Supriadi diketahui merupakan warga binaan Rutan Kelas II A Kendari yang tengah menjalani hukuman lima tahun penjara, atas kasus korupsi tambang nikel dengan kerugian negara mencapai ratusan miliar rupiah.
Kronologi Kejadian
Peristiwa ini terjadi pada Selasa, 14 April 2026. Saat itu, Supriadi keluar dari rutan untuk menghadiri sidang peninjauan kembali (PK) di Pengadilan Negeri Kendari dengan pengawalan seorang petugas.
Pelaksana harian Karutan Kendari, La Ode Mustakim, menjelaskan bahwa setelah sidang selesai, Supriadi sempat menjalankan ibadah salat bersama petugas pengawal.
Namun, alih-alih langsung kembali ke rutan, narapidana tersebut justru singgah di sebuah kedai kopi di Jalan Abunawas, Kota Kendari.
"Setelah sidang, mereka salat dan makan siang," ujar La Ode.

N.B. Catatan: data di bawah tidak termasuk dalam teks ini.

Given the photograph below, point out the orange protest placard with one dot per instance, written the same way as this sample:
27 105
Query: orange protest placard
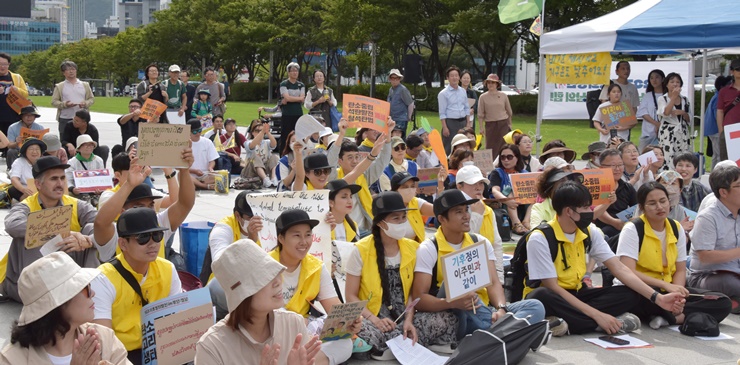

Dalam video yang beredar, Supriadi bahkan terlihat keluar dari masjid tanpa pengawalan ketat sebelum akhirnya berada di kedai kopi selama beberapa jam.
Diduga, petugas sipir yang mengawal lalai karena menuruti permintaan Supriadi untuk berhenti dan bersantai di kafe.
Menindaklanjuti viralnya kejadian ini, tim dari Ditjenpas langsung turun tangan melakukan pemeriksaan.
Kasubdit Kerja Sama Ditjenpas, Rika Aprianti, mengatakan bahwa pemeriksaan dilakukan terhadap sejumlah pihak, mulai dari kepala rutan hingga petugas pengawal.
“Pemeriksaan dilakukan sesuai arahan Menteri, termasuk terhadap Karutan, Kepala Pengamanan, dan petugas yang mengawal,” ujarnya.
Rika menegaskan, sanksi tegas akan dijatuhkan jika ditemukan pelanggaran prosedur, termasuk kemungkinan pencopotan jabatan.
Latar Belakang Kasus
Dalam perkara yang menjeratnya, Supriadi terbukti menyalahgunakan kewenangan saat menjabat sebagai Kepala Syahbandar Kolaka.
Ia meloloskan kapal tongkang pengangkut ore nikel dari tambang ilegal di Kabupaten Kolaka Utara, yang menyebabkan kerugian negara dalam jumlah besar.